Abstract:
Cluster analysis is one of major data mining methods; this method is a convenient
for identifying homogenous groups of objects called clusters.
Two-Step is a
clustering algorithm primarily designed to analyze large datasets, Two-step deals
with categorical and real valued data and it also finds the optimal number of clusters.
In this research the goal is to study the practical performance of two-step algorithm
using Khartoum state farms data.
In this study two-step clustering method is used to group Khartoum state farms data
into clusters base on procedure can apply on these farms and number of experiments
conducted (three experiments).
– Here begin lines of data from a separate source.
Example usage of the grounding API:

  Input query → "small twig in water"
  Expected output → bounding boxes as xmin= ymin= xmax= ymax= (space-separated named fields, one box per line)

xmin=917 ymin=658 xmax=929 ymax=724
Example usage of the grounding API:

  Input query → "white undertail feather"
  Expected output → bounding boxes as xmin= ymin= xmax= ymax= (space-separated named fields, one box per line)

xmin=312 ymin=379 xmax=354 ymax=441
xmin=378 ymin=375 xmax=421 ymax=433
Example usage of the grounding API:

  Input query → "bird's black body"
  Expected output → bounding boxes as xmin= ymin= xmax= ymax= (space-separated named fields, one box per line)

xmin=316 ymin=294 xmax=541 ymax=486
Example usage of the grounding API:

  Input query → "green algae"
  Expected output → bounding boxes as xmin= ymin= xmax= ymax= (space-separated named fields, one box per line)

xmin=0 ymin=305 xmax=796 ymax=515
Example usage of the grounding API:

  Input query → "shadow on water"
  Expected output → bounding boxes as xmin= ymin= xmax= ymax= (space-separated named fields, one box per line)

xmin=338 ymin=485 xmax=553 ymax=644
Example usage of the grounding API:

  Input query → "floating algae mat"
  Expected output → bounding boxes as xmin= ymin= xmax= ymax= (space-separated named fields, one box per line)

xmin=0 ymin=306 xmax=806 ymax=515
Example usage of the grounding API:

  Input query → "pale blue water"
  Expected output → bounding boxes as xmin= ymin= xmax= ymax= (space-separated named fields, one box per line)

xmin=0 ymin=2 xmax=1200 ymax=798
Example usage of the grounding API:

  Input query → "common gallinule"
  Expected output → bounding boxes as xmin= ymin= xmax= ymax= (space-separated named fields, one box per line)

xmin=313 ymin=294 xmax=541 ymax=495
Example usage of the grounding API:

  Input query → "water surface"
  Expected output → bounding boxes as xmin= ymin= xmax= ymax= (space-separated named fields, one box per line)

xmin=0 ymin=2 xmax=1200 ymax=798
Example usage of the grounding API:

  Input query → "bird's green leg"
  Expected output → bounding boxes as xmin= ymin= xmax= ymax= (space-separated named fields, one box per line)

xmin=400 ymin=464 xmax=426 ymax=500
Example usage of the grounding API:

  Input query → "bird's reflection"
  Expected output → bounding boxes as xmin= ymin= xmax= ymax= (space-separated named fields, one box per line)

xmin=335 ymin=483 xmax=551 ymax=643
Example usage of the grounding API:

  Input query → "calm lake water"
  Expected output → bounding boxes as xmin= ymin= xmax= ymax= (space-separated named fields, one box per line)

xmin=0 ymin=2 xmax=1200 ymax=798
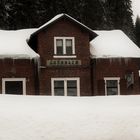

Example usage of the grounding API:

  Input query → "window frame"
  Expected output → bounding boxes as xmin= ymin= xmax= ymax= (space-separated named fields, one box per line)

xmin=2 ymin=78 xmax=26 ymax=95
xmin=104 ymin=77 xmax=120 ymax=96
xmin=53 ymin=37 xmax=76 ymax=58
xmin=51 ymin=77 xmax=80 ymax=96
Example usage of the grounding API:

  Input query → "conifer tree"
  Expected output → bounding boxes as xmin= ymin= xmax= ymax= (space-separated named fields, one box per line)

xmin=135 ymin=16 xmax=140 ymax=47
xmin=106 ymin=0 xmax=134 ymax=40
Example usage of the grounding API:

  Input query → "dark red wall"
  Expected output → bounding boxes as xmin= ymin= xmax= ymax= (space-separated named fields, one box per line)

xmin=0 ymin=59 xmax=37 ymax=95
xmin=93 ymin=58 xmax=140 ymax=95
xmin=38 ymin=19 xmax=91 ymax=95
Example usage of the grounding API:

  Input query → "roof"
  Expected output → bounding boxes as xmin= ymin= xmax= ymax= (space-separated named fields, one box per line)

xmin=90 ymin=30 xmax=140 ymax=58
xmin=0 ymin=29 xmax=39 ymax=59
xmin=32 ymin=13 xmax=97 ymax=39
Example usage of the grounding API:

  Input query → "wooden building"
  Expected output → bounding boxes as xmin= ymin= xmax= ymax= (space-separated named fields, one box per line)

xmin=0 ymin=14 xmax=140 ymax=96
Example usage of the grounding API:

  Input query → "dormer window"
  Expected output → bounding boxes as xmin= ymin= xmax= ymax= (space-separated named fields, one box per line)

xmin=54 ymin=37 xmax=76 ymax=58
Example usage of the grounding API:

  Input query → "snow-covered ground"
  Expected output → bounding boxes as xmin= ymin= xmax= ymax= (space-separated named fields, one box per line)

xmin=0 ymin=95 xmax=140 ymax=140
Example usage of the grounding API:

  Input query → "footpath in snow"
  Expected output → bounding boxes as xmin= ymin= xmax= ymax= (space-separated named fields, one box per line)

xmin=0 ymin=95 xmax=140 ymax=140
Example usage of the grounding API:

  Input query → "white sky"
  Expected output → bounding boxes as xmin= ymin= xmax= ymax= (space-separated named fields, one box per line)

xmin=132 ymin=0 xmax=140 ymax=21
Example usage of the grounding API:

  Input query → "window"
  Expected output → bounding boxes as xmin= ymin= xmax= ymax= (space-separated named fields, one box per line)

xmin=2 ymin=78 xmax=26 ymax=95
xmin=104 ymin=77 xmax=120 ymax=95
xmin=52 ymin=78 xmax=80 ymax=96
xmin=54 ymin=37 xmax=76 ymax=58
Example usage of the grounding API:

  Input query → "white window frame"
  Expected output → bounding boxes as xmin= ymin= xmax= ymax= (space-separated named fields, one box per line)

xmin=51 ymin=77 xmax=80 ymax=96
xmin=53 ymin=37 xmax=76 ymax=58
xmin=2 ymin=78 xmax=26 ymax=95
xmin=104 ymin=77 xmax=120 ymax=96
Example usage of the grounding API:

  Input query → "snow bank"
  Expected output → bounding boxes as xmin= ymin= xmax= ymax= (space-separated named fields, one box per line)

xmin=90 ymin=30 xmax=140 ymax=58
xmin=0 ymin=95 xmax=140 ymax=140
xmin=0 ymin=29 xmax=38 ymax=59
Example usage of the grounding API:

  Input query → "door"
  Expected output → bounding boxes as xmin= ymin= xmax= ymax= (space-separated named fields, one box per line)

xmin=104 ymin=77 xmax=120 ymax=95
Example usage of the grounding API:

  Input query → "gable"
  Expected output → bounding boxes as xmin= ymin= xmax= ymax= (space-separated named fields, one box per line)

xmin=31 ymin=14 xmax=97 ymax=40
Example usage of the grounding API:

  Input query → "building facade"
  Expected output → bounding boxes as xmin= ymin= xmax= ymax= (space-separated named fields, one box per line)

xmin=0 ymin=14 xmax=140 ymax=96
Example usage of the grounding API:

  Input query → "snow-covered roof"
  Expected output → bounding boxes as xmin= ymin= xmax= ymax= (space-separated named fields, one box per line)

xmin=32 ymin=13 xmax=97 ymax=39
xmin=90 ymin=30 xmax=140 ymax=58
xmin=0 ymin=29 xmax=39 ymax=59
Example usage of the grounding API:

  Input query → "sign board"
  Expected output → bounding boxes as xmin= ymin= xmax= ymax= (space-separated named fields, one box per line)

xmin=47 ymin=60 xmax=81 ymax=66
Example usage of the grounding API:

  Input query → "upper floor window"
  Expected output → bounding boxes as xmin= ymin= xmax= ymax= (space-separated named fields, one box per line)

xmin=54 ymin=37 xmax=76 ymax=57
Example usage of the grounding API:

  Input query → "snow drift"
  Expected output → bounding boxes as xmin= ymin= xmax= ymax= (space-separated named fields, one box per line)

xmin=0 ymin=95 xmax=140 ymax=140
xmin=90 ymin=30 xmax=140 ymax=58
xmin=0 ymin=29 xmax=39 ymax=59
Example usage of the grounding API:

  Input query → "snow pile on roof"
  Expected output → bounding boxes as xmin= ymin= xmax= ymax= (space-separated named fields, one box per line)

xmin=33 ymin=13 xmax=96 ymax=36
xmin=0 ymin=95 xmax=140 ymax=140
xmin=90 ymin=30 xmax=140 ymax=58
xmin=0 ymin=29 xmax=38 ymax=59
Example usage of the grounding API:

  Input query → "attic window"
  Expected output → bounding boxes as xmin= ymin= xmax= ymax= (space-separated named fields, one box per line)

xmin=54 ymin=37 xmax=76 ymax=57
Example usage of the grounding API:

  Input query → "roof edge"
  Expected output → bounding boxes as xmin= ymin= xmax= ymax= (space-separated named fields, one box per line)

xmin=31 ymin=13 xmax=98 ymax=38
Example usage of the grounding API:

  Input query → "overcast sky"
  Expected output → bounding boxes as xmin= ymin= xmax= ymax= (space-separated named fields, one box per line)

xmin=132 ymin=0 xmax=140 ymax=20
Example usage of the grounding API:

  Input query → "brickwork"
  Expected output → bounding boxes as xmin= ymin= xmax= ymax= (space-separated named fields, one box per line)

xmin=0 ymin=59 xmax=36 ymax=95
xmin=38 ymin=19 xmax=91 ymax=96
xmin=93 ymin=58 xmax=140 ymax=95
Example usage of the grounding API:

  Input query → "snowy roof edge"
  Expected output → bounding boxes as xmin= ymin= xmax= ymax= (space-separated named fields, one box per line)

xmin=31 ymin=13 xmax=97 ymax=37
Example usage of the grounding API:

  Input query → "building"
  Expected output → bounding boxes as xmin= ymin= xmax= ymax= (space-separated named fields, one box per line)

xmin=0 ymin=14 xmax=140 ymax=96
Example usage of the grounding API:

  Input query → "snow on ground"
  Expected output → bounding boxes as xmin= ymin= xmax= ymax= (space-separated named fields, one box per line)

xmin=0 ymin=95 xmax=140 ymax=140
xmin=90 ymin=30 xmax=140 ymax=58
xmin=0 ymin=29 xmax=39 ymax=59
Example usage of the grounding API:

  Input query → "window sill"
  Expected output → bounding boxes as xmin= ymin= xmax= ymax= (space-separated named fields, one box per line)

xmin=53 ymin=55 xmax=76 ymax=58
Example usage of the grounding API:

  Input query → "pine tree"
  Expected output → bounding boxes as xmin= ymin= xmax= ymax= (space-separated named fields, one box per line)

xmin=106 ymin=0 xmax=134 ymax=40
xmin=135 ymin=16 xmax=140 ymax=47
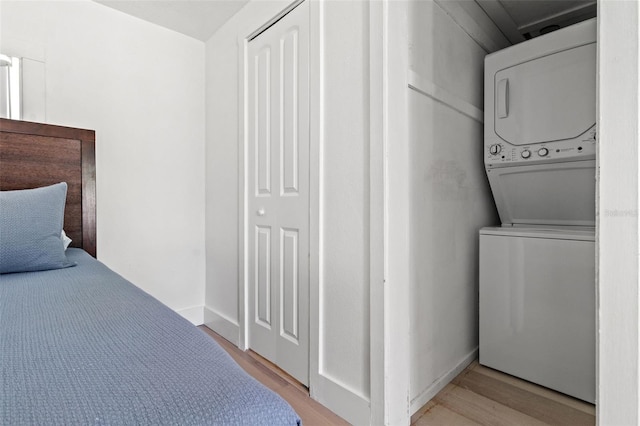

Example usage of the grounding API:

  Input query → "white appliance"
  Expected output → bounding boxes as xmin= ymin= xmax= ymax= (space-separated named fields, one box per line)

xmin=479 ymin=227 xmax=596 ymax=403
xmin=480 ymin=19 xmax=597 ymax=402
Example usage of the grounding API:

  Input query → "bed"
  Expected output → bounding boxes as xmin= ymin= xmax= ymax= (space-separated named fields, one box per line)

xmin=0 ymin=119 xmax=300 ymax=425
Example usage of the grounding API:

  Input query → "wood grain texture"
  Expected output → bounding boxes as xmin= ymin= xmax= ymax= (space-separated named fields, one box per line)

xmin=199 ymin=325 xmax=348 ymax=425
xmin=411 ymin=362 xmax=595 ymax=426
xmin=0 ymin=119 xmax=96 ymax=257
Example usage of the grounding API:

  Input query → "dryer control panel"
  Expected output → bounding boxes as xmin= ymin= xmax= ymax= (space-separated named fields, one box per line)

xmin=484 ymin=124 xmax=597 ymax=168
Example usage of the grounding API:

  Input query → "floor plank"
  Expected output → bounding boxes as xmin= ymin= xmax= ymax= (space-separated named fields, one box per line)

xmin=200 ymin=326 xmax=596 ymax=426
xmin=199 ymin=326 xmax=348 ymax=425
xmin=457 ymin=370 xmax=594 ymax=426
xmin=411 ymin=361 xmax=596 ymax=426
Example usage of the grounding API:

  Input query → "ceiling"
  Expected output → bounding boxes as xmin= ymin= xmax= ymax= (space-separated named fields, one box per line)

xmin=475 ymin=0 xmax=597 ymax=44
xmin=94 ymin=0 xmax=596 ymax=44
xmin=94 ymin=0 xmax=248 ymax=41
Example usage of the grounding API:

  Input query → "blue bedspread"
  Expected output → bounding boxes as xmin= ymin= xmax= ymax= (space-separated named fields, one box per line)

xmin=0 ymin=249 xmax=299 ymax=425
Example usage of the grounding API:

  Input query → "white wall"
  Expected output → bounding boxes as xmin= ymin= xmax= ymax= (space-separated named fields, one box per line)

xmin=596 ymin=1 xmax=640 ymax=426
xmin=205 ymin=1 xmax=369 ymax=423
xmin=0 ymin=0 xmax=205 ymax=322
xmin=408 ymin=1 xmax=500 ymax=412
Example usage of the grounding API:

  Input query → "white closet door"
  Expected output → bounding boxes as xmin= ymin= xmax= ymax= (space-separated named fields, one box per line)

xmin=246 ymin=2 xmax=309 ymax=385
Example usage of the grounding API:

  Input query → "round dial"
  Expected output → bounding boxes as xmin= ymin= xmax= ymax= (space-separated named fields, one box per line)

xmin=489 ymin=143 xmax=502 ymax=155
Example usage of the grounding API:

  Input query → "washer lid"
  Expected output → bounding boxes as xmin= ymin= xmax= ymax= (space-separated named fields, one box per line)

xmin=480 ymin=226 xmax=595 ymax=241
xmin=487 ymin=160 xmax=596 ymax=226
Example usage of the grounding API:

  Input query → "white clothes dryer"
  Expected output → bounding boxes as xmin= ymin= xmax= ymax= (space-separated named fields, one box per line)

xmin=479 ymin=19 xmax=597 ymax=403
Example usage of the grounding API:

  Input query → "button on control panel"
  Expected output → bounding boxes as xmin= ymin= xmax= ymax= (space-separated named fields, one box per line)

xmin=488 ymin=125 xmax=597 ymax=167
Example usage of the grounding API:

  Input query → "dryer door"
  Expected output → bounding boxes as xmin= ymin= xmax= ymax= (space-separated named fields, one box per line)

xmin=494 ymin=43 xmax=596 ymax=145
xmin=487 ymin=160 xmax=596 ymax=226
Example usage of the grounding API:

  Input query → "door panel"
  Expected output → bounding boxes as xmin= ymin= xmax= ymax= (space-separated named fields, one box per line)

xmin=254 ymin=47 xmax=271 ymax=195
xmin=247 ymin=2 xmax=309 ymax=384
xmin=254 ymin=226 xmax=271 ymax=330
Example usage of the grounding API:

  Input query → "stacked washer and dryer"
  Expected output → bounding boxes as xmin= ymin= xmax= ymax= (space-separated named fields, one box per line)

xmin=480 ymin=19 xmax=597 ymax=403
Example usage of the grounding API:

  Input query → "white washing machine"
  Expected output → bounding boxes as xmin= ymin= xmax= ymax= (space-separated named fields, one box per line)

xmin=479 ymin=19 xmax=597 ymax=403
xmin=479 ymin=227 xmax=596 ymax=403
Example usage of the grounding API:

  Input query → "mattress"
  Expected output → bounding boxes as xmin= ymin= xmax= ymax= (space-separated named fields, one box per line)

xmin=0 ymin=249 xmax=300 ymax=425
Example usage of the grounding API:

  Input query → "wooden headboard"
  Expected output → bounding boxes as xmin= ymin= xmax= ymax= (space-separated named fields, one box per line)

xmin=0 ymin=118 xmax=96 ymax=257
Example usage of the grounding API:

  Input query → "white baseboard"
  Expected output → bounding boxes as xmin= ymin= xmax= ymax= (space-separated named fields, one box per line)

xmin=309 ymin=375 xmax=371 ymax=425
xmin=409 ymin=346 xmax=478 ymax=415
xmin=203 ymin=306 xmax=240 ymax=346
xmin=176 ymin=306 xmax=204 ymax=325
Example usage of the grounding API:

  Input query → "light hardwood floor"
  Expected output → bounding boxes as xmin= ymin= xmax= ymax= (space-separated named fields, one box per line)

xmin=200 ymin=326 xmax=595 ymax=426
xmin=411 ymin=362 xmax=596 ymax=426
xmin=199 ymin=325 xmax=349 ymax=426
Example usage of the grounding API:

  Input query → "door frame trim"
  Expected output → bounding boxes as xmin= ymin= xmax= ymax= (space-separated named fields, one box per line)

xmin=238 ymin=0 xmax=323 ymax=390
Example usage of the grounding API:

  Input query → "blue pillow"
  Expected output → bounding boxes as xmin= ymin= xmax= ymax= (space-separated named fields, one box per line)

xmin=0 ymin=182 xmax=73 ymax=274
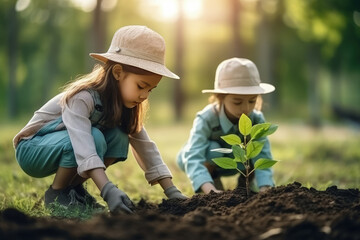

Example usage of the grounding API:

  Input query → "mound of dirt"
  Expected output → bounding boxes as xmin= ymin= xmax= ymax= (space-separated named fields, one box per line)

xmin=0 ymin=182 xmax=360 ymax=240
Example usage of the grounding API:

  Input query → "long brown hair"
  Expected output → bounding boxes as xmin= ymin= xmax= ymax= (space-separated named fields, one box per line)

xmin=60 ymin=61 xmax=153 ymax=133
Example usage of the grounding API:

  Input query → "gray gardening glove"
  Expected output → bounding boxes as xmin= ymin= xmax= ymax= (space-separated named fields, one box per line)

xmin=164 ymin=186 xmax=188 ymax=199
xmin=100 ymin=182 xmax=134 ymax=214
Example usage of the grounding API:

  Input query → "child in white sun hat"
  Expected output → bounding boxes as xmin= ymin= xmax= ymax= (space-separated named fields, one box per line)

xmin=177 ymin=58 xmax=275 ymax=193
xmin=13 ymin=26 xmax=186 ymax=213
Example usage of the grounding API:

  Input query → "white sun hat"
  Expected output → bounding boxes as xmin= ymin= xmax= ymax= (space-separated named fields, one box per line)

xmin=202 ymin=58 xmax=275 ymax=95
xmin=90 ymin=25 xmax=179 ymax=79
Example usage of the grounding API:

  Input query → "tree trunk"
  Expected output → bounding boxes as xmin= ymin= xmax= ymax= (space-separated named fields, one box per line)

xmin=256 ymin=0 xmax=277 ymax=109
xmin=7 ymin=1 xmax=18 ymax=119
xmin=230 ymin=0 xmax=243 ymax=57
xmin=174 ymin=0 xmax=184 ymax=121
xmin=92 ymin=0 xmax=106 ymax=52
xmin=308 ymin=44 xmax=321 ymax=128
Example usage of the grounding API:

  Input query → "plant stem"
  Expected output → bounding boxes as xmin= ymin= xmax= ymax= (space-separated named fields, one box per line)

xmin=245 ymin=164 xmax=250 ymax=198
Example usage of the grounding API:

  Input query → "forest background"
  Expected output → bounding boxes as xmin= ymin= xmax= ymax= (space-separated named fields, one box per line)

xmin=0 ymin=0 xmax=360 ymax=210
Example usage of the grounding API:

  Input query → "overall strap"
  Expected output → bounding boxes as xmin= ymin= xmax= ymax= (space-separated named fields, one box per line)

xmin=198 ymin=104 xmax=224 ymax=141
xmin=87 ymin=89 xmax=104 ymax=130
xmin=209 ymin=105 xmax=224 ymax=141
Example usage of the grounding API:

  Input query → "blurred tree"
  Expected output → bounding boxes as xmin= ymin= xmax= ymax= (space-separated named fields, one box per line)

xmin=174 ymin=0 xmax=185 ymax=121
xmin=6 ymin=2 xmax=18 ymax=119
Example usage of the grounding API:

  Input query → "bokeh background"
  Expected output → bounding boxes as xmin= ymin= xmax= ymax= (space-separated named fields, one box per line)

xmin=0 ymin=0 xmax=360 ymax=125
xmin=0 ymin=0 xmax=360 ymax=212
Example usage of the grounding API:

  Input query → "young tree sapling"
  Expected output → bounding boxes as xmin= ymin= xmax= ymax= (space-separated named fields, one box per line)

xmin=211 ymin=114 xmax=278 ymax=197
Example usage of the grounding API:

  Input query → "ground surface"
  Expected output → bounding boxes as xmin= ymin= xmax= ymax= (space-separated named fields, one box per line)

xmin=0 ymin=182 xmax=360 ymax=240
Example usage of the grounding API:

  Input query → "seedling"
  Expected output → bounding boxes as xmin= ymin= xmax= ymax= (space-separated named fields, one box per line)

xmin=211 ymin=114 xmax=278 ymax=197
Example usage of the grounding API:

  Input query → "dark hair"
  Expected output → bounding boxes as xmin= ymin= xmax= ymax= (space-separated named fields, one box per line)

xmin=61 ymin=60 xmax=154 ymax=133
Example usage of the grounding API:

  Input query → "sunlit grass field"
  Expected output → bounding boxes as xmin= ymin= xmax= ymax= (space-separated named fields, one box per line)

xmin=0 ymin=117 xmax=360 ymax=216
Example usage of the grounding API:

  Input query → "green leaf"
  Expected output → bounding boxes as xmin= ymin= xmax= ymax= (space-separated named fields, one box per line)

xmin=254 ymin=158 xmax=278 ymax=169
xmin=210 ymin=148 xmax=232 ymax=153
xmin=250 ymin=123 xmax=278 ymax=139
xmin=246 ymin=141 xmax=265 ymax=159
xmin=221 ymin=134 xmax=241 ymax=145
xmin=232 ymin=145 xmax=246 ymax=163
xmin=212 ymin=157 xmax=237 ymax=169
xmin=250 ymin=123 xmax=271 ymax=139
xmin=239 ymin=114 xmax=252 ymax=136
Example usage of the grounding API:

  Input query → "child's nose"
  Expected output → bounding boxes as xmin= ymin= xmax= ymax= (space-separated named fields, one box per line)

Each experiments are generate number of interesting.
Moreover, data preprocessing carry out on the raw data before experiments.
From the second experiment the records of waiver procedure split in two cluster 1, 2.
Records of waiver procedure in cluster 1 are represent farms owned by persons and
association, the remain records in cluster 2 are represent farms owned by companies
and institutions.
The records of customize procedure are split cluster 1 and 2. The records in cluster
1 represent the farms owned by persons. The remains record in cluster 2 represents
the farms owned by companies, institutions and associations.
The records of renewal procedure are split in cluster 2 and 4. The records in cluster 2
represent the farms owned by associations and companies. The remains record in
cluster 4 represents the farms owned by persons and institutions. One of the
important results in these experiments is that one cluster is stable (i.e. does not
change through all experiments). This stable cluster contains few numbers of
records; however, it has the biggest area and investment.
The experiments show that the most replacement transactions occur in Omdurman,
and the most waiver transactions occur in Bahri, and the most area change from
agriculture to residential occur in Khartoum. The experiments also show that the
largest agriculture area is in Omdurman; however, Omdurman contains the most
unused area.